Like many other ‘eczema’ sufferers/atopic individuals out there, I also have asthma and have had it since childhood. My asthma is very well controlled with the help of the wonderful pill Singulair. I almost never have to use my rescue inhaler and my daily activities aren’t limited – I can generally do high intensity exercise with no trouble breathing.
Singulair used to only be available in a brand name form, but recently (within in the past year), drug companies have been given the green light to go ahead and produce this medication in a generic form, with the same active ingredient, montelukast sodium.
This past fall, I received the generic and when I tried it, my eczema got worse and I got puffy eyes. When I stopped taking the medication, these effects went away. I don’t think this was just a fluke because I then tried it again and got the same results.
At the time, I filed a claim with the FDA and also called the drug manufacturer to get a list of the ingredients.
This is what is in generic montelukast sodium tablets:
Each 10 mg film-coated montelukast sodium tablet contains the following inactive ingredients: hydroxypropyl cellulose, hypromellose, iron oxide red, iron oxide yellow, lactose monohydrate (128.6 mg), magnesium stearate, pregelatinized starch, sodium lauryl sulfate, sodium starch glycolate, and titanium dioxide.
Basically mostly a bunch of colors and fillers, but the one thing that worries me is seeing Sodium Lauryl Sulfate, or SLS, in the list. According to the Environmental Working Group, SLS is suspected to be an environmental toxin and has strong evidence of being a human irritant. I don’t have the focus to get all science-y in my blog like one of my overseas TSW buddies, Miss Kitty Fantastico, although I’m sure this subject is just begging for some graphs and diagrams, but hell, let’s briefly give you a bit more evidence why this SLS stuff probably sucks for all of us.
Let me present a few studies to you where healthy controls were compared with atopic controls being exposed to SLS. Atopic folks were found to have a statistically significant response with irritant dermatitis. Here is another article that is pretty comprehensive and cites other scientific research.

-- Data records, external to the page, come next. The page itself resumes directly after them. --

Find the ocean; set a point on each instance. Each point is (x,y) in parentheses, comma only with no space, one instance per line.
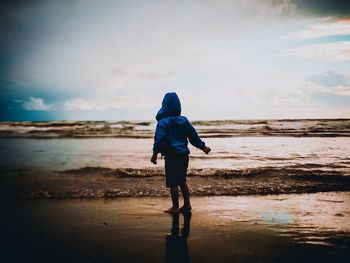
(111,159)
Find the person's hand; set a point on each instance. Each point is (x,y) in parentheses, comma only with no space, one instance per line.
(206,149)
(154,158)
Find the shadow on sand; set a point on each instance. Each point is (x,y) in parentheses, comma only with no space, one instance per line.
(176,243)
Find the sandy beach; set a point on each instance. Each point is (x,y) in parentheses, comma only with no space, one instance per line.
(273,228)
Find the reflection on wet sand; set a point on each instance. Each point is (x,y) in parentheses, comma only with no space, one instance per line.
(176,249)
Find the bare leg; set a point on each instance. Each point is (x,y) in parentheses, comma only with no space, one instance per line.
(186,195)
(174,191)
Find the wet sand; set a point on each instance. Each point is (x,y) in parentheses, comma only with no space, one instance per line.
(272,228)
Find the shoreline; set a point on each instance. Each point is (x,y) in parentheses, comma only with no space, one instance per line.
(278,228)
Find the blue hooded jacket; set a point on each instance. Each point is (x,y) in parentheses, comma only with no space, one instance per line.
(173,130)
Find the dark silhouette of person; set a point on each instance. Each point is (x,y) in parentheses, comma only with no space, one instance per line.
(176,245)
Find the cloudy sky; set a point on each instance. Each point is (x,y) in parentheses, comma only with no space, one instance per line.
(112,60)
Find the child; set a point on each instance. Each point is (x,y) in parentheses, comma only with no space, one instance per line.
(170,140)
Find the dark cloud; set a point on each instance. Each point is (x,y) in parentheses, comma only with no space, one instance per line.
(334,8)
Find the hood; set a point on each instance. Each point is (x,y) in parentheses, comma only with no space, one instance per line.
(171,106)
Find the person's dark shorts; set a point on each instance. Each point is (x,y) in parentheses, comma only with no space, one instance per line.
(175,169)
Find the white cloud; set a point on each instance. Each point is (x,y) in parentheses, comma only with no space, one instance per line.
(337,51)
(37,104)
(337,28)
(312,88)
(131,102)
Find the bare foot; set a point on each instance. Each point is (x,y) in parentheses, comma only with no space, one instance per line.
(172,210)
(185,209)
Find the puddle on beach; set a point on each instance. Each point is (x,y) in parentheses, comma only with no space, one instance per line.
(276,228)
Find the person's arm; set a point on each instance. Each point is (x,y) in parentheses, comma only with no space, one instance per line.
(159,138)
(195,140)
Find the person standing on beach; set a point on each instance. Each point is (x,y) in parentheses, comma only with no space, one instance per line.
(171,139)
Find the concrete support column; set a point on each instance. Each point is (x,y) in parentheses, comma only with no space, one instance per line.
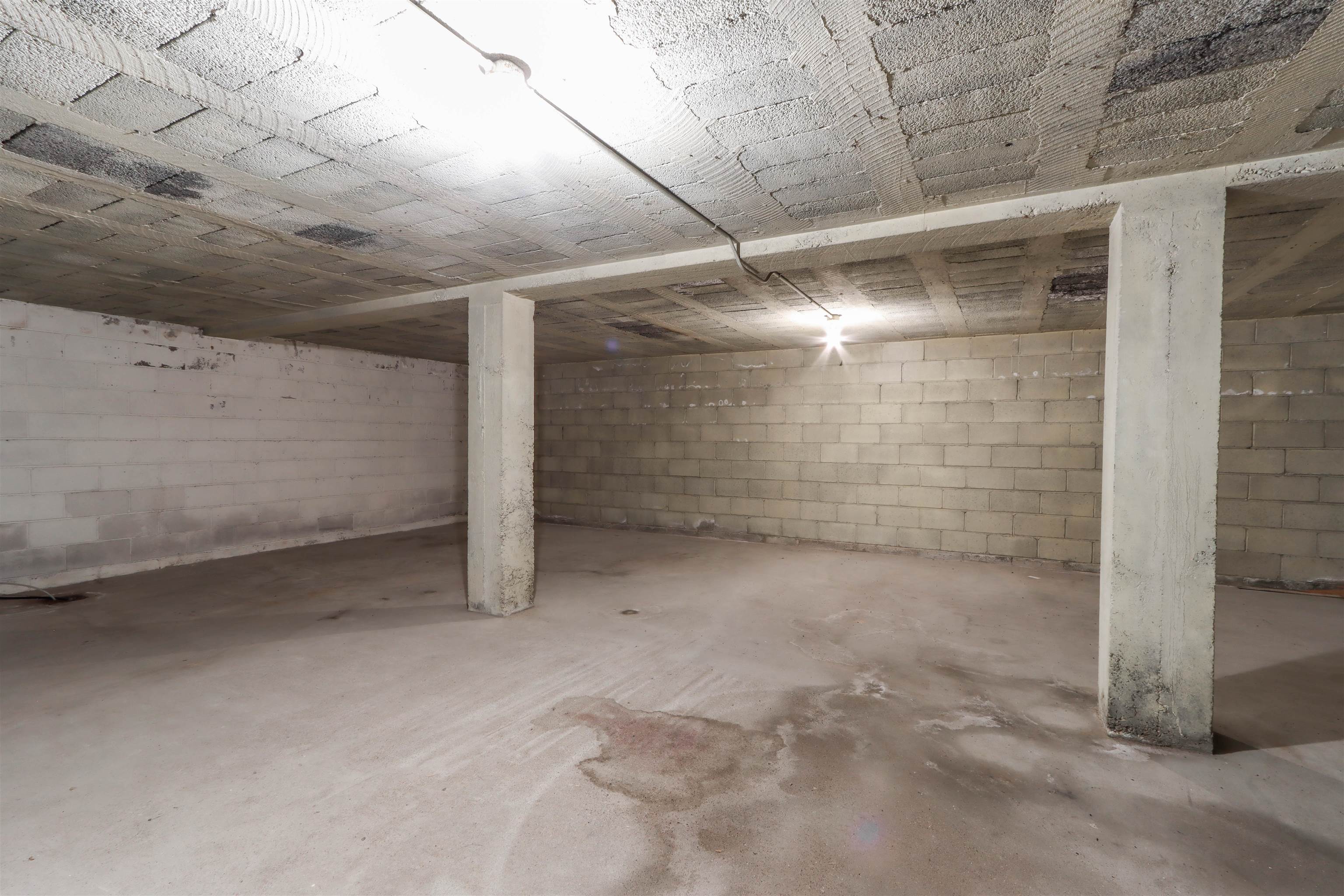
(1160,464)
(500,559)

So, okay, these types of studies are all over the place, we know that SLS isn’t the greatest thing to be using in our products like shampoos and hand soaps, ESPECIALLY if we have a compromised skin barrier due to eczema or contact dermatitis.
But if I’m actually ingesting this stuff, how does that bode for me? I find it very ironic that, on the Material Safety Data Sheet for SLS, it says, “Hazardous in case of ingestion.” Then we read under the Toxicological Information, in part:
Special Remarks on other Toxic Effects on Humans:Acute Potential Health Effects: Skin: Causes mild to moderate skin irritation. May cause allergic reaction (dermatitis) Eyes:Causes moderate eye irritation. Inhalation: Material is irritating to mucous membranes and upper respiratory tract. May causeallergic respiratory reaction. Ingestion: Causes gastrointestinal tract irritation with nausea, vomiting, hypermotility, diarrhea,and bloating. May also affect behavior (ataxia, somnolence), and cardiovascular system. Chronic Potential Health Effects:Skin: Prolonged or repeated skin contact may cause allergic dermatitis. Ingestion: Prolonged or repeated ingestion may affect the liver. Inhalation: Prolonged or repeated inhalation may cause allergic respiratory reaction (asthma).